Such spending isn’t uncommon for oil rich nations, but it rarely ends well.
Revenues from oil are inherently unstable and tend to cause epidemics of governmental corruption. Countries which suffer from this “resource curse” tend to grow much more slowly economically over time as putting oil revenues into a welfare state is much more attractive politically than reinvesting the wealth to boost economic performance. From 1965 to 1998, the GDP per capita of oil exporting countries decreased on average by 1.3 percent per year, while in the rest of the developing world, it grew by an average of 2.2 percent per year.

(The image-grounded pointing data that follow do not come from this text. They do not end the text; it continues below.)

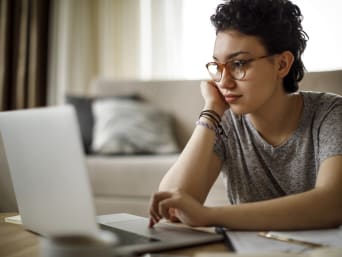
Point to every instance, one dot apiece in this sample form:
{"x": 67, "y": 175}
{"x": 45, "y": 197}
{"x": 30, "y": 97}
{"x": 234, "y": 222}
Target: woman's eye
{"x": 237, "y": 64}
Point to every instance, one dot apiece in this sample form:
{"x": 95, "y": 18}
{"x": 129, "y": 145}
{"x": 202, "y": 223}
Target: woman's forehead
{"x": 230, "y": 42}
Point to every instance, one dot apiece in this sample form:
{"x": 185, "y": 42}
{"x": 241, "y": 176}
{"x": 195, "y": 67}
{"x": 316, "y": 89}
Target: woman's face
{"x": 261, "y": 83}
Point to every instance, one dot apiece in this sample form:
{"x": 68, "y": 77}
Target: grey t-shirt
{"x": 254, "y": 170}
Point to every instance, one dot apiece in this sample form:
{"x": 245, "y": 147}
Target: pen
{"x": 289, "y": 239}
{"x": 226, "y": 240}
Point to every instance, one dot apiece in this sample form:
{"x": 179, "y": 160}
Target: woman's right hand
{"x": 213, "y": 98}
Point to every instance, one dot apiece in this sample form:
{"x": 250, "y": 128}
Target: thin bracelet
{"x": 215, "y": 114}
{"x": 206, "y": 125}
{"x": 210, "y": 117}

“The aspect of the resource curse we’re most likely to see in ISIS territory is corruption. That’s especially true given their unofficial system of oil extraction and trade that seems to have developed among locals. If ISIS were left to develop into a normal state, we’d certainly expect to see other aspects of the resource curse like an oil-dependent, underdeveloped economy. But the limited evidence we have suggests that ISIS is still taxing heavily in areas it controls to fund its war effort, limiting the overall impact of oil on the Islamic State’s fledgling institutions.” wrote Emma Ashford, Cato Institute Research Fellow and expert on the politics of petrostates, in an email to The Daily Caller News Foundation.
The best recent example of this is Venezuela, which is on the verge of total economic and social collapse. The rate of inflation in Venezuela is 808 percent according to Forbes and the country had the second highest murder rate in the world. The country is now essentially bankrupt, has massive shortages of every product, and is even being forced to import oil.